Eric Snow ericsnowcurrently at gmail.com
Tue Mar 13 03:50:56 CET 2012


On Mon, Mar 12, 2012 at 7:43 PM, Eric Snow <ericsnowcurrently at gmail.com> wrote:
> On Mon, Mar 12, 2012 at 5:03 PM, Nick Coghlan <ncoghlan at gmail.com> wrote:
>> It seems the consensus at the PyCon US sprints is that implicit
>> package directories are a wonderful idea and we should have more of
>> those. I still disagree (emphatically), but am prepared to go along
>> with it so long as my documented objections are clearly and explicitly
>> addressed in the new combined PEP, and the benefits ascribed to
>> implicit package directories in the new PEP are more compelling than
>> "other languages do it that way, so we should too".
>>
>> To save people having to trawl around various mailing list threads and
>> reading through PEP 395, I'm providing those objections in a
>> consolidated form here. If reading these objections in one place
>> causes people to have second thoughts about the wisdom of implicit
>> package directories, even better.
>>
>> 1. Implicit package directories go against the Zen of Python
>>
>> Getting this one out of the way first. As I see it, implicit package
>> directories violate at least 4 of the design principles in the Zen:
>> - Explicit is better than implicit (my calling them implicit package
>> directories is a deliberate rhetorical ploy to harp on this point,
>> although it's also an accurate name)
>> - If the implementation is hard to explain, it's a bad idea (see the
>> section about backwards compatibility challenges)
>> - Readability counts (see the section about introducing ambiguity into
>> filesystem layouts)
>> - Errors should never pass silently (see the section about implicit
>> relative imports from main)
>>
>> 2. Implicit package directories pose awkward backwards compatibility challenges
>>
>> It concerns me gravely that the consensus proposal MvL posted is
>> *backwards incompatible with Python 3.2*, as it deliberately omits one
>> of the PEP 402 features that provided that backwards compatibility.
>> Specifically, under the consensus, a subdirectory "foo" of a directory
>> on sys.path will shadow a "foo.py" or "foo/__init__.py" that appears
>> later on sys.path. As Python 3.2 would have found that latter
>> module/package correctly, this is an unacceptable breach of the
>> backwards compatibility requirements.
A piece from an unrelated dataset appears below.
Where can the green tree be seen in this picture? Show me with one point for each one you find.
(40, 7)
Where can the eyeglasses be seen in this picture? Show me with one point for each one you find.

PEP 402 at least got this right
>> by always executing the first "foo.py" or "foo/__init__.py" it found,
>> even if
>> another "foo" directory was found earlier in sys.path.
>>
>> We can't just wave that additional complexity away if an implicit
>> package directory proposal is going to remain backwards compatible
>> with current layouts (e.g. if an application's starting directory
>> included a "json" subfolder containing json files rather than Python
>> code, the consensus approach as posted by MvL would render the
>> standard library's json module inaccessible)
>>
>> 3. Implicit package directories introduce ambiguity into filesystem layouts
>>
>> With the current Python package design, there is a clear 1:1 mapping
>> between the filesystem layout and the module hierarchy. For example:
>>
>>    parent/  # This directory goes on sys.path
>>        project/  # The "project" package
>>            __init__.py  # Explicit package marker
>>            code.py  # The "project.code" module
>>            tests/  # The "project.tests" package
>>                __init__.py  # Explicit package marker
>>                test_code.py  # The "projects.tests.test_code" module
>>
>> Any explicit package directory approach will preserve this 1:1
>> mapping. For example, under PEP 382:
>>
>>    parent/  # This directory goes on sys.path
>>        project.pyp/  # The "project" package
>>            code.py  # The "project.code" module
>>            tests.pyp/  # The "project.tests" package
>>                test_code.py  # The "projects.tests.test_code" module
>>
>> With implicit package directories, you can no longer tell purely from
>> the code structure which directory is meant to be added to sys.path,
>> as there are at least two valid mappings to the Python module
>> hierarchy:
>>
>>    parent/  # This directory goes on sys.path
>>        project/  # The "project" package
>>            code.py  # The "project.code" module
>>            tests/  # The "project.tests" package
>>                test_code.py  # The "projects.tests.test_code" module
>>
>>    parent/
>>        project/  # This directory goes on sys.path
>>            code.py  # The "code" module
>>            tests/  # The "tests" package
>>                test_code.py  # The "tests.test_code" module
>>
>> What are implicit package directories buying us in exchange for this
>> inevitable ambiguity? What can we do with them that can't be done with
>> explicit package directories? And no, "Java does it that way" is not a
>> valid argument.
>>
>> 4. Implicit package directories will permanently entrench current
>> newbie-hostile behaviour in __main__
>>
>> It's a fact of life that Python beginners learn that they can do a
>> quick sanity check on modules they're writing by including an "if
>> __name__ == '__main__':" section at the end and doing one of 3 things:
>> - run "python mymodule.py"
>> - hit F5 (or the relevant hot key) in their IDE
>> - double click the module in their filesystem browser
>> - start the Python REPL and do "import mymodule"
>>
>> However, there are some serious caveats to that as soon as you move
>> the module inside a package:
>> - if you use explicit relative imports, you can import it, but not run
>> it directly using any of the above methods
>> - if you rely on implicit relative imports, the above direct execution
>> methods should work most of the time, but you won't be able to import
>> it
>> - if you use absolute imports for your own package, nothing will work
>> (unless the parent directory for your package is already on sys.path)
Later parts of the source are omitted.